DiffusionGemma 26B A4B IT for AMD Strix Halo

This is an AMD Strix Halo focused build of google/diffusiongemma-26B-A4B-it. It includes locally converted GGUF files plus the benchmark settings that worked best on the tested Strix Halo machine.

The goal is simple: make DiffusionGemma easier to run and measure on Ryzen AI Max hardware, with clear numbers for the baseline path and the faster local settings.

This is an independent personal release. It is not an official Corsair, AMD, Google DeepMind, Hugging Face, vLLM, or llama.cpp build.

tested system

Component	Value
APU	AMD Ryzen AI Max+ 395
GPU	Radeon 8060S Graphics
ROCm target	`gfx1151`
Memory	124 GiB system memory
OS	Fedora 43

model files

File	Size	Use
`weights/diffusiongemma-26B-A4B-it-Q5_K_M-self.gguf`	19.15 GB	Primary GGUF file for local Strix Halo testing.
`weights/diffusiongemma-26B-A4B-it-Q4_K_M-self.gguf`	16.81 GB	Smaller GGUF file. Faster to move around, but weaker in the current quality gate.
`weights/diffusiongemma-26B-A4B-it-BF16.gguf`	50.54 GB	Full precision GGUF conversion artifact.

The GGUF files were converted from the upstream Google checkpoint and quantized locally with llama.cpp tooling. During quantization, llama-quantize reported fallback quantization for 61 of 692 tensors.

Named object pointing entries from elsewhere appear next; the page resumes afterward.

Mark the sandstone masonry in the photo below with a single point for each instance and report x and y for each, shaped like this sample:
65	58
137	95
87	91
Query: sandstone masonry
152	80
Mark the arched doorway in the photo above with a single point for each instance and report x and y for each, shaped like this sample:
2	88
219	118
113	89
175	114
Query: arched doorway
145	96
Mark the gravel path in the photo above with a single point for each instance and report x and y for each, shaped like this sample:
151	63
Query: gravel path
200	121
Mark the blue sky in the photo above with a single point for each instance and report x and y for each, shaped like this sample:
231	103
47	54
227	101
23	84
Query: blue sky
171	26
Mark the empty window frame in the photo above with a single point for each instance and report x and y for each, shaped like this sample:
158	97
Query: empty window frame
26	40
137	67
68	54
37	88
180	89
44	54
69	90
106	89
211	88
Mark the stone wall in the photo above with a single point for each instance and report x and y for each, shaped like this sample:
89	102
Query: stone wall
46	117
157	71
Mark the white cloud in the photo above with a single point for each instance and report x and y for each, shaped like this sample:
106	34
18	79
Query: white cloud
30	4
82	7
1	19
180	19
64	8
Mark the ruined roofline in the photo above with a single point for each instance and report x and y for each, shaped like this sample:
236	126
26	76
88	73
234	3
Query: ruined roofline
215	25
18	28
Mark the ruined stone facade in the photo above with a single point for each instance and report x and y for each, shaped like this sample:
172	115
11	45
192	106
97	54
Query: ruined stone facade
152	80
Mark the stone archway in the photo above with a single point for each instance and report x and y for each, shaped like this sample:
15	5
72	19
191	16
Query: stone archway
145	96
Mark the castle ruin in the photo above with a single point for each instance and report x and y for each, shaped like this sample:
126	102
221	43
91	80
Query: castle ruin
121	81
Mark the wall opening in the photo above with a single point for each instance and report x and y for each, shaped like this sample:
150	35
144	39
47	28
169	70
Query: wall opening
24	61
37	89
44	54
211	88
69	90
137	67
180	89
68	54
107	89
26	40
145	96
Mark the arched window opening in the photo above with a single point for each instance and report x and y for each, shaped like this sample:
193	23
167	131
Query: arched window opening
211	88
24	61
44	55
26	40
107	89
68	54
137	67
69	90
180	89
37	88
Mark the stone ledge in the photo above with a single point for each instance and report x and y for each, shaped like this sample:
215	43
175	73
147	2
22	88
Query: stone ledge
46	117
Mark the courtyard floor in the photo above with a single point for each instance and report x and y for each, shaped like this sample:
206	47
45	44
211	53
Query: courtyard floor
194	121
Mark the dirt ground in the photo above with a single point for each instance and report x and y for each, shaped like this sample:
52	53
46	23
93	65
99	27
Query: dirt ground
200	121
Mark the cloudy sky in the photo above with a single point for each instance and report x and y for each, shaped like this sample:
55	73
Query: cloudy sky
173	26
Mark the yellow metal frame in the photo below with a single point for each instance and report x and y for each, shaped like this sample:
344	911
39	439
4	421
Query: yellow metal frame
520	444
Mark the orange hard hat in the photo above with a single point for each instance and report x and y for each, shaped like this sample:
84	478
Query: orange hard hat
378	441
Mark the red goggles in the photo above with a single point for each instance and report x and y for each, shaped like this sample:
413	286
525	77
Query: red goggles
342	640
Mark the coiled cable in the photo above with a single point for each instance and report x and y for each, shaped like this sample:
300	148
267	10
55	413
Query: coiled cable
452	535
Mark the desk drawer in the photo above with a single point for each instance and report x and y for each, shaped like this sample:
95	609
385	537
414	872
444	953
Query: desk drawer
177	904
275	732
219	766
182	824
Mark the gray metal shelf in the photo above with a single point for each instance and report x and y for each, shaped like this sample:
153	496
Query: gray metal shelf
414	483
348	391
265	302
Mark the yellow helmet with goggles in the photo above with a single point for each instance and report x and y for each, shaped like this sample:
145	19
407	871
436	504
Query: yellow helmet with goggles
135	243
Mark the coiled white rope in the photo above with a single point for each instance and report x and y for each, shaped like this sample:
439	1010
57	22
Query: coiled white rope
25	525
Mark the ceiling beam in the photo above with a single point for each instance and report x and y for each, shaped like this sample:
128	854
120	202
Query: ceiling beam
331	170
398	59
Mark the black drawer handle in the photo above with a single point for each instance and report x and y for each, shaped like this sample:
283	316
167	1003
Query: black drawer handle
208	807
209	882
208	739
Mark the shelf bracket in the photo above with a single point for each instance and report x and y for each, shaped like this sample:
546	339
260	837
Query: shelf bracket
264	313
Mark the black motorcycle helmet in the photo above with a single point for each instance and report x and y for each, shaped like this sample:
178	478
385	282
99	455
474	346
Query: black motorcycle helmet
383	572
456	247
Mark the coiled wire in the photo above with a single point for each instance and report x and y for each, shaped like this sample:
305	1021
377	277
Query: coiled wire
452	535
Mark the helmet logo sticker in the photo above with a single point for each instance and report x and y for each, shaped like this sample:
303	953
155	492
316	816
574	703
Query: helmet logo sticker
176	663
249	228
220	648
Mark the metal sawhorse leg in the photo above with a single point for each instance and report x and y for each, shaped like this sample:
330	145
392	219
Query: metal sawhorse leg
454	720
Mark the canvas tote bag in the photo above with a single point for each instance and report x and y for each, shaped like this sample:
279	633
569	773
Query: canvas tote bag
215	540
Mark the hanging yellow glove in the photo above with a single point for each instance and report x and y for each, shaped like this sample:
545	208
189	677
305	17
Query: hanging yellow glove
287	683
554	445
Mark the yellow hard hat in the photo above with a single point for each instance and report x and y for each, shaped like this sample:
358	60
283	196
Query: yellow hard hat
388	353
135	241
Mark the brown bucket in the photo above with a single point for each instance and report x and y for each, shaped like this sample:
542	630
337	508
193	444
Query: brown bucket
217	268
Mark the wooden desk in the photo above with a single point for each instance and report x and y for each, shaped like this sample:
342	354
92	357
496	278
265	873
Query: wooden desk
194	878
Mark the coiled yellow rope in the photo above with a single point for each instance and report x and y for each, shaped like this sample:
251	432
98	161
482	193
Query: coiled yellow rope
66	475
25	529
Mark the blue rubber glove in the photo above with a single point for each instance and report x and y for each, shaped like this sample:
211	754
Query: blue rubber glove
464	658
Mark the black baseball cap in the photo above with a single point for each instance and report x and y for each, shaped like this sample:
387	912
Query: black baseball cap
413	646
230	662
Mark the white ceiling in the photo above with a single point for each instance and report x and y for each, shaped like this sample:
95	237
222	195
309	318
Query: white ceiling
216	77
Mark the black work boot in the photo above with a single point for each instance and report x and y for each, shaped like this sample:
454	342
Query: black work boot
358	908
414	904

After download, verify the files:

sha256sum -c manifests/WEIGHTS_SHA256SUMS.txt

Checksum and provenance files live in manifests/.

performance

The clean matched result is the FP16 Transformers path. Same prompt, same 1536-token target, direct generation timing only, five measured runs.

Path	Basic local result	Faster local result	Speedup
FP16 Transformers, mean throughput	115.42 tok/s	134.65 tok/s	16.66% faster
FP16 Transformers, median throughput	115.54 tok/s	135.85 tok/s	17.58% faster

The faster FP16 run used:

export TORCH_ROCM_AOTRITON_ENABLE_EXPERIMENTAL=1

The GGUF path saw a larger jump in the interactive llama.cpp setup. This is useful for local use, but it is not the same benchmark shape as the FP16 table above.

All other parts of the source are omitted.